Pentagon OIG akan Meninjau Sertifikasi Berat Falcon SpaceX

Pentagon OIG akan Meninjau Sertifikasi Berat Falcon SpaceX

Sebuah memorandum yang dikeluarkan oleh Inspektur Jenderal (OIG) Departemen Pertahanan AS mengungkapkan bahwa mereka akan memulai evaluasi subjek pada sertifikasi Angkatan Udara AS (USAF) dari SpaceX's Falcon Launch Vehicle bulan ini.
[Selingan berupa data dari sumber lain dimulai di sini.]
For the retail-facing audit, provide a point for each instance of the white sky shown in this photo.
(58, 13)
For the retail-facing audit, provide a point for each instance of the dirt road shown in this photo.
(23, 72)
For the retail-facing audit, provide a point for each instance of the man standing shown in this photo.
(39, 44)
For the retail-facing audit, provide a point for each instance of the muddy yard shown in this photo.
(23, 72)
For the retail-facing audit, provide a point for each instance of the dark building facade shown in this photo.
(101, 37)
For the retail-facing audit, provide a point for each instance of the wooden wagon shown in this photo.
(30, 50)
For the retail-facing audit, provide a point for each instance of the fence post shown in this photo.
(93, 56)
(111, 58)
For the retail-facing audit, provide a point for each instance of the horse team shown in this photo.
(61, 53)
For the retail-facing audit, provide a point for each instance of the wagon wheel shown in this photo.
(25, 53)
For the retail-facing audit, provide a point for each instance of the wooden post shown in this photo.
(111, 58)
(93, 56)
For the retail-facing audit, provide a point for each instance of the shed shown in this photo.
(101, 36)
Review dari Falcon Heavy Certification

Dalam memo [PDF] yang pertama kali dilaporkan oleh Bloomberg, OIG mengindikasikan bahwa pihaknya tertarik untuk meninjau apakah USAF mematuhi Panduan Sertifikasi Peserta Baru Layanan Peluncuran, meskipun mereka tidak merinci apa yang memicu tinjauan tersebut.

“Kami akan melakukan evaluasi di Space and Missile Systems Center, unit bawahan Komando Luar Angkasa Angkatan Udara, yang bermarkas di Pangkalan Angkatan Udara Los Angeles di El Segundo, California. Kami mungkin mengidentifikasi lokasi tambahan selama evaluasi, ”kata memo itu.
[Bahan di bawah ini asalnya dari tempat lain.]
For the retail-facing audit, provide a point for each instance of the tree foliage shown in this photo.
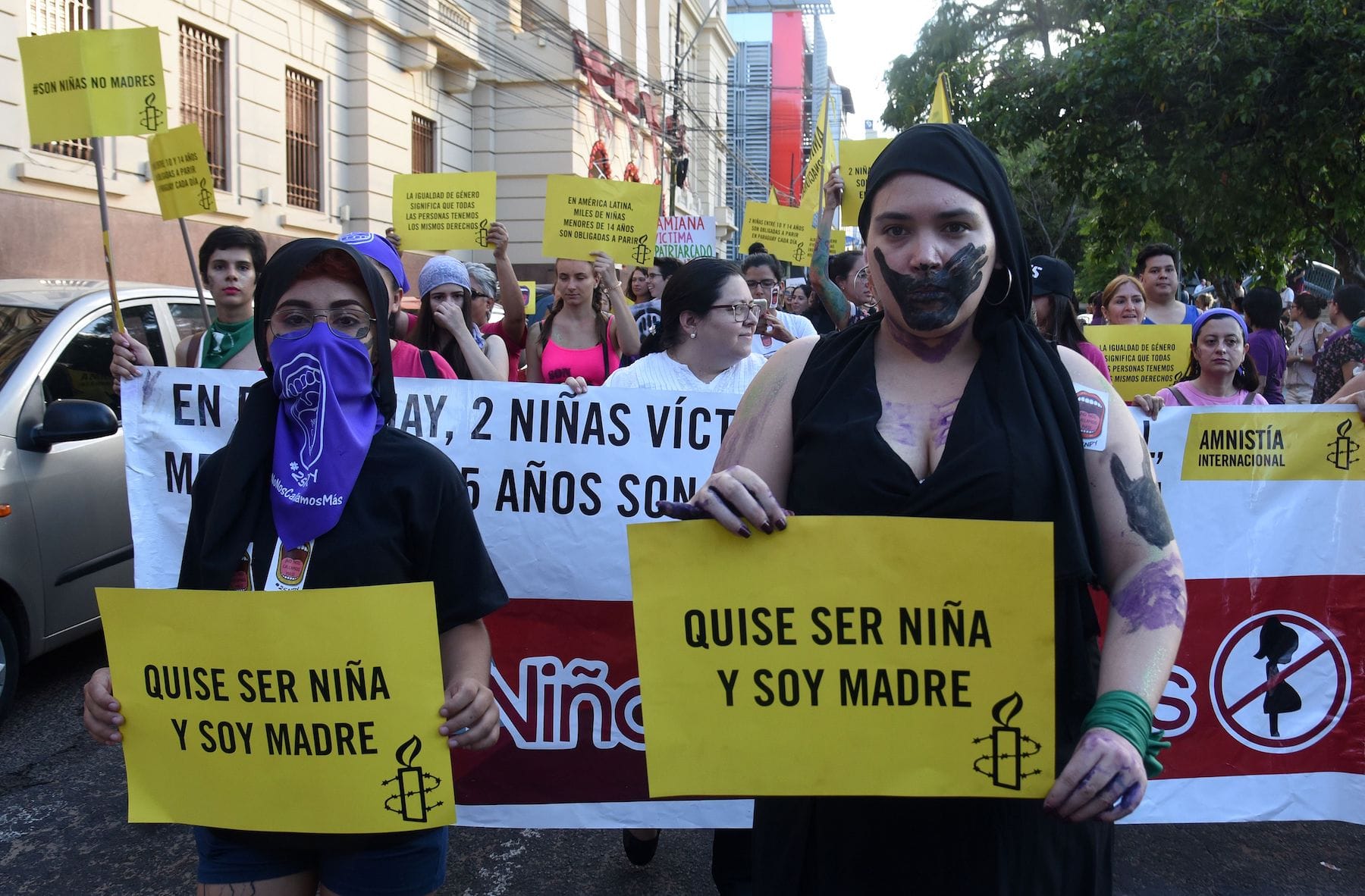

LIHAT JUGA:SPACEX MENUNDA PENERBANGAN WISATA DI SELURUH BULAN

Roket Falcon Heavy milik SpaceX bersertifikasi USAF tahun lalu setelah uji terbang roket yang sukses oleh perusahaan, sementara juga mengumumkan bahwa mereka telah memberikan kontrak kepada perusahaan untuk membawa USAF Space Command-52 Satellite.
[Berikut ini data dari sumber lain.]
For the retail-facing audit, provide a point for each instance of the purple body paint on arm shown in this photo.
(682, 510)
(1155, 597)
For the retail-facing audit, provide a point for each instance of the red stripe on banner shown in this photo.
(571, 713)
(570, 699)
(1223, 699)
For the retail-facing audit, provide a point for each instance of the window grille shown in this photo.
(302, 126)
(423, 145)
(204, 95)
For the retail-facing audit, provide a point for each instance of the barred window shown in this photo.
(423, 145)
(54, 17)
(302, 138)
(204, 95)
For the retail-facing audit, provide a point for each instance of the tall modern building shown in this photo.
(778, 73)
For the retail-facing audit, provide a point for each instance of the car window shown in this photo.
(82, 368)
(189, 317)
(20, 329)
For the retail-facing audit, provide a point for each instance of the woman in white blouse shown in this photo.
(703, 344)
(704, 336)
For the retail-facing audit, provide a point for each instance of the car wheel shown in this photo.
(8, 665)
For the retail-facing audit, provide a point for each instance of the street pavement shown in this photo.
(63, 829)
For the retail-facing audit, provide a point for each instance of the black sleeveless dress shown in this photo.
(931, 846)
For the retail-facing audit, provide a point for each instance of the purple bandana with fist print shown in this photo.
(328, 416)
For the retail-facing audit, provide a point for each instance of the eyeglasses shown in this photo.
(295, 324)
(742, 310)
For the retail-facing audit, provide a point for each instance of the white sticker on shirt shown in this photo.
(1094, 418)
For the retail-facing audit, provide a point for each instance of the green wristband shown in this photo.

Dwrena Allen, juru bicara kantor Inspektur Jenderal mengatakan kepada Bloomberg, “Ini adalah proyek yang diprakarsai sendiri oleh Kantor Inspektur Jenderal. Ini adalah salah satu proyek utama dalam fokus pengawasan OIG yang semakin meluas pada ruang Departemen Pertahanan, pertahanan rudal, dan tantangan manajemen nuklir. "

Persaingan dengan Boeing dan Lockheed-Martin

Ambisi SpaceX untuk membawa muatan militer menempatkannya dalam persaingan langsung dengan United Launch Alliance (ULA), operasi gabungan Boeing dan Lockheed-Martin yang memonopoli peluncuran komersial peralatan militer sampai sertifikasi USAF 2015 awal SpaceX memungkinkan mereka untuk membawa muatan militer .

Elon Musk mengatakan bahwa menghentikan monopoli ini adalah tujuan utama SpaceX. Roket SpaceX Falcon-9 disertifikasi untuk membawa perangkat keras militer setelah SpaceX mencabut gugatannya terhadap USAF atas pemberian kontraknya kepada ULA.

Tidak ada seorang pun dari SpaceX, USAF, atau ULA yang mengomentari perkembangan ini.

Sejak itu, SpaceX telah memenangkan enam tawaran kompetitif melawan ULA, termasuk membawa Kendaraan Uji Orbital X-37B USAF ke orbit dan meluncurkan satelit GPS-III, yang pertama terjadi pada bulan Desember.

Boeing dan SpaceX juga bersaing untuk mendapatkan kontrak untuk mengangkut astronot ke luar angkasa, dengan kapsul Dragon Crew SpaceX dijadwalkan untuk uji terbang tak berawak yang dimulai pada 2 Maret, dengan uji terbang tak berawak kapsul awak Boeing CST-100 Starliner dijadwalkan akhir tahun ini. .


Tonton videonya: SpaceX Starlink launch features record 8th flight of a Falcon booster (September 2021).